Summer Flash Floods

Article by Roxanna Stevenson 17 July 2017

Flash flood sweeps through Coverack in Cornwall

Residents in Coverack, Cornwall have been innundated with water as flash flooding hit the village on the Lizard Peninsula yesterday afternoon. Following sudden, heavy rainfall, it is estimated that 50 properties have been affected by the flooding. The flood event came after heavy, localised thunderstorms hit the village with many residents witnessing hailstones as big as 50p peices.

Warm, dry weather conditions can sometimes mean that flooding is far from people’s minds, however being prepared is still just as important. Flooding can happen at any time of the year and presents just as much threat in summer as it does in winter. Flooding in summer can be just as devastating with heavy rain falling after periods of long, dry weather leaving the ground hard and unable to absorb water. 

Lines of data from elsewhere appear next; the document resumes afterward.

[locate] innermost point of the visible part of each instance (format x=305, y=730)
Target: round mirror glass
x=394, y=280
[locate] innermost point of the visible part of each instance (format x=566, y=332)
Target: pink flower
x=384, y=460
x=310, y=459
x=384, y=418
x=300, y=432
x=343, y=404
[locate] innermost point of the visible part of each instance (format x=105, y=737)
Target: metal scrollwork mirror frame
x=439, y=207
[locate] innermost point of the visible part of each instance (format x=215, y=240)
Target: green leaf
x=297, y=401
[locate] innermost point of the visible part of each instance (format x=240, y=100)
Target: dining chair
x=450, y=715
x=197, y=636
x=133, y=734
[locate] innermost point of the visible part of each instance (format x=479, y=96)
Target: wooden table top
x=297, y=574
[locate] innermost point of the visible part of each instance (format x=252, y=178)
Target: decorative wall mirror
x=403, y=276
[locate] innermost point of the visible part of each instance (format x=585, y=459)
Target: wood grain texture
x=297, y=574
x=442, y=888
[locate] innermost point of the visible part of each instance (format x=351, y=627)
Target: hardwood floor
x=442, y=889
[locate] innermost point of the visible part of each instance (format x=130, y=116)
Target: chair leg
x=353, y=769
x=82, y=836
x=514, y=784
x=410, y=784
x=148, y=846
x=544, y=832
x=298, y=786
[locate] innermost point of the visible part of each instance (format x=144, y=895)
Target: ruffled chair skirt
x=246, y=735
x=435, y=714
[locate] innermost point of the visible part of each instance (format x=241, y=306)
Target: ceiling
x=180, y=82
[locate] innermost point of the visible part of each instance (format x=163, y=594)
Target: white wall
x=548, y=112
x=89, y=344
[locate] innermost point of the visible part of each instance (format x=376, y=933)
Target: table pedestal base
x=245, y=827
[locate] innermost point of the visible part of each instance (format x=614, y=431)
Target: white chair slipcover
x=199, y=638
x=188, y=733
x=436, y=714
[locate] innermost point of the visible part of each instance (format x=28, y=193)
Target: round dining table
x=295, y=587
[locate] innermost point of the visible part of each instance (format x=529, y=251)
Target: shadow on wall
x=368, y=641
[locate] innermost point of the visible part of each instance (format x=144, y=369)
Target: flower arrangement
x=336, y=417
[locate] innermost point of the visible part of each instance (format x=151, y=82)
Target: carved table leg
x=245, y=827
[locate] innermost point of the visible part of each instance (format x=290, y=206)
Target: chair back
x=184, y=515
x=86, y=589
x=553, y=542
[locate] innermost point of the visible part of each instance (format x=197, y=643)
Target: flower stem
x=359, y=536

Typically, the water table tends to be lower during the summer periods, however, more frequent downpours can raise the water table. The difference between the level of the winter and summer water table is known as the "zone of intermittent saturation", meaning the water table will change in response to climatic conditions.

Summer Winter Water Table

A study by the MET office and Newcastle University found that summers would be drier overall but with more extreme downpours. With drier summers comes dry, hardened, compacted soil where water is absorbed less easily and future storms could cause flash floods.

Flash Flood

Rain in summer can also be heavy and sudden due to thunderstorms causing flash floods with potentially devastating results. The speed in which flash flooding occurs can have huge consequences due to the lack of warning and the speed and volume of water.